Silences
‘…that which is absent from maps is as much a proper field
for enquiry as that which is present’
J. B. Harley
This is not a horse.
Though if you were to listen hard,
You could smell the herd.
*
This is not a shoal
of fish. This is not silver
that’s shifting, but light.
*
This is not a church.
This is a flustered sparrow
in a cage of straw.
*
This is not a map.
This is my voice, passing through
a field of ripe wheat.
*
No, this is not a
mountain. This is memory
waiting for your boots.
About this poem
This poem was included in Best Scottish Poems 2014. Best Scottish Poems is an online publication, consisting of 20 poems chosen by a different editor each year, with comments by the editor and poets. It provides a personal overview of a year of Scottish poetry.
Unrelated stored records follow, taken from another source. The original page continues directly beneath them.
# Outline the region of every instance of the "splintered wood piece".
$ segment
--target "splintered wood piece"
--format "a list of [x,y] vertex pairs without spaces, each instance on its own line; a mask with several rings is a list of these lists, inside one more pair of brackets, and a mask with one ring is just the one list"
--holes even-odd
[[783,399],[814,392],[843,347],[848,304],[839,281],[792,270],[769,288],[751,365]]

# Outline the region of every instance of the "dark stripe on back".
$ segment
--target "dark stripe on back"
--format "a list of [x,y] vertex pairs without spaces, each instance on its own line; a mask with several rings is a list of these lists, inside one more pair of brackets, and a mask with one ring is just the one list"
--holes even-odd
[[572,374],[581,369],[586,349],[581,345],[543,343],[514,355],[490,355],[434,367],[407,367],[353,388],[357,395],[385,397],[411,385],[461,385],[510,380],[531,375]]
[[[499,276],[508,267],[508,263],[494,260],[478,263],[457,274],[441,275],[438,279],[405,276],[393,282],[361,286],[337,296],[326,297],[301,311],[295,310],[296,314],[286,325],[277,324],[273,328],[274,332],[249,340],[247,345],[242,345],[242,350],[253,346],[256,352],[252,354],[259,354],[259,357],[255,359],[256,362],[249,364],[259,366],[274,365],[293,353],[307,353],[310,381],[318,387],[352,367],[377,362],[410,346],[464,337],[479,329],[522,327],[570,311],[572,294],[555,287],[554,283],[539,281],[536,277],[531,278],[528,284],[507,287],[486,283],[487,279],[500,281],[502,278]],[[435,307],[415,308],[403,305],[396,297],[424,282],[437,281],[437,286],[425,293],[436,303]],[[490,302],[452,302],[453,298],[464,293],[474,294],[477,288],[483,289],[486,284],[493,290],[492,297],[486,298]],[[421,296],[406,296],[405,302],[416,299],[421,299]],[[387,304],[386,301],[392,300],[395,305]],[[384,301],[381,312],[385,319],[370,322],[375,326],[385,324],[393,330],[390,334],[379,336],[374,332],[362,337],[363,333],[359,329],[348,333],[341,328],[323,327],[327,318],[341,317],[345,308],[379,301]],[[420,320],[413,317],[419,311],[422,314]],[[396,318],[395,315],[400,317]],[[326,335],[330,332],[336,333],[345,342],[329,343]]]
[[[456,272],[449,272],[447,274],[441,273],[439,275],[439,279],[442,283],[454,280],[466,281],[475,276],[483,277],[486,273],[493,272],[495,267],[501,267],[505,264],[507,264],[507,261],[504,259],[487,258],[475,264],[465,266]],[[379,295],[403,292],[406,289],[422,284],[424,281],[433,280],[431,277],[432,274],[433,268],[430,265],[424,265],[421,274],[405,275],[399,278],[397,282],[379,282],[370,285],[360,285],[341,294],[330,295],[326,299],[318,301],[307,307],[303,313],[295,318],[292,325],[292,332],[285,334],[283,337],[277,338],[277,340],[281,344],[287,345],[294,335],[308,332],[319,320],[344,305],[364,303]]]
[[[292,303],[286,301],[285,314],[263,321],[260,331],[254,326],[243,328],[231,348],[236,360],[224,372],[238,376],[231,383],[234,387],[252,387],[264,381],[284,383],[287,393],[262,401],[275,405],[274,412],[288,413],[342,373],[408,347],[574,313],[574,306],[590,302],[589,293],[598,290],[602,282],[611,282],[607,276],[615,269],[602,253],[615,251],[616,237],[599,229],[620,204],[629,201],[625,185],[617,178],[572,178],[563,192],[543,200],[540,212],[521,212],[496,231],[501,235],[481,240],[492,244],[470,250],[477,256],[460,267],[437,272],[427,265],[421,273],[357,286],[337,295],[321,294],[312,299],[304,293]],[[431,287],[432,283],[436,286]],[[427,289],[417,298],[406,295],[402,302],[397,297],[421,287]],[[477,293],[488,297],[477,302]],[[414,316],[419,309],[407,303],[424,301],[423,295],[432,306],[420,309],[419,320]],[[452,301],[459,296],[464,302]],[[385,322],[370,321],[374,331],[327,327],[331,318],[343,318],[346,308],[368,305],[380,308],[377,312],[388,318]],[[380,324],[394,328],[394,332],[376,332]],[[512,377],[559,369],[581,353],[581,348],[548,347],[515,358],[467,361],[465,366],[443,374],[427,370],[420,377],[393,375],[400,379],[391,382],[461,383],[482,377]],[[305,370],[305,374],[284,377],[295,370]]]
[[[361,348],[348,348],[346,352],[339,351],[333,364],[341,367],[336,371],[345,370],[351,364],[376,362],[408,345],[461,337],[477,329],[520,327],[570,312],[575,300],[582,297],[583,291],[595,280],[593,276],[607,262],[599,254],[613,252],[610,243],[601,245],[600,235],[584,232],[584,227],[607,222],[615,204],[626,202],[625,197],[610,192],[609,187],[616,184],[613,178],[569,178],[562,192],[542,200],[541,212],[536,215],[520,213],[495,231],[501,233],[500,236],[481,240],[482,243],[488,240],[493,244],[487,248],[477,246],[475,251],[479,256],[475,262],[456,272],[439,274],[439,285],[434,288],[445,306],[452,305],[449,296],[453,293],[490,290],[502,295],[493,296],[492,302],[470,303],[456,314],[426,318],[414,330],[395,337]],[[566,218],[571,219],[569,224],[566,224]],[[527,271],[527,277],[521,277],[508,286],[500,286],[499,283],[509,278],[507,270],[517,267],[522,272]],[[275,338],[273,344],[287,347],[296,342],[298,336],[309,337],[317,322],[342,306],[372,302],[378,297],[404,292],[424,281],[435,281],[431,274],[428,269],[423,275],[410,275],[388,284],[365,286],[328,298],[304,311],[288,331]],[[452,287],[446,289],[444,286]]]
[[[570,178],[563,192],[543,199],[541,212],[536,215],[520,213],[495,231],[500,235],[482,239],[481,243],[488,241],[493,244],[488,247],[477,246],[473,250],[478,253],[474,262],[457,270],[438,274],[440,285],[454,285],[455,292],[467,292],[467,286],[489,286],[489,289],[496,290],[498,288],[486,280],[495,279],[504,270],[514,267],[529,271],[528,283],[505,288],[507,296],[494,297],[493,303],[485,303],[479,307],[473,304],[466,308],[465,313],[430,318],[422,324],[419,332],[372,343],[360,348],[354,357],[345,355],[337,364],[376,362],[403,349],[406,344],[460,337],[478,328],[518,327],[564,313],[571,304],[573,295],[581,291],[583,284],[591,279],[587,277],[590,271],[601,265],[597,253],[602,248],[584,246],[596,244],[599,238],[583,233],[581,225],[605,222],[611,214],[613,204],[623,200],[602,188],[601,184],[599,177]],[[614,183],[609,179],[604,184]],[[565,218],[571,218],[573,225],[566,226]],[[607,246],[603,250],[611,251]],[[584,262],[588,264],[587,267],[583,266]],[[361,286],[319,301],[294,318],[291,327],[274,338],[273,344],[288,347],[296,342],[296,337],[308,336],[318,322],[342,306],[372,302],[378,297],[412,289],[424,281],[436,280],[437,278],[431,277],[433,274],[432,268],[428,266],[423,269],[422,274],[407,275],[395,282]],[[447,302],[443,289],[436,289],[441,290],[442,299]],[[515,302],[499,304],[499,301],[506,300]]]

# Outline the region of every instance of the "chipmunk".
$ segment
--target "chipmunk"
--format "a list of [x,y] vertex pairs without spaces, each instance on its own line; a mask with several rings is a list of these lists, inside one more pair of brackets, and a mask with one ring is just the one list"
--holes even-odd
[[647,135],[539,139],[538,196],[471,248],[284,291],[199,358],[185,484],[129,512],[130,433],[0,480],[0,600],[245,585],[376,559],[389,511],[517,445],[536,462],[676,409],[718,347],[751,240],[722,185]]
The editor in 2014 was Roderick Watson.
Author's note:
Just before I began my work as Bartholomew Writer in Residence at the National Library of Scotland, a friend recommended that I read an essay by JB Harley, ‘Deconstructing the Map'. My understanding of his ideas may be patchy, but the essay contained three concepts that became important to my own discoveries. The first is that maps have a rhetorical function: they present an ‘argument’ of sorts, composed of 'utterances' and 'silences'. An 'utterance' is anything that appears on the map; a 'silence' that which does not. 'Silence' carries (to my mind) a greater weight than 'absence', as it suggests the agency behind the selection: that about which the mapmaker chooses to be silent. At its most obvious, this applies to maps of colonisation (see the post-1715 maps of the Highlands), but it also, more playfully, acknowledges that which cannot appear on a map – the breeze, that robin there, ephemeras of place and time. Because, of course, all maps are fictions (to be interrogated), they can be no more an exact representation of reality than a novel or a poem. But, by the same token, they have limitless possibilities. These are Silences which do not appear on the map; if their meaning shimmers beyond grasp, that too is part of their meaning.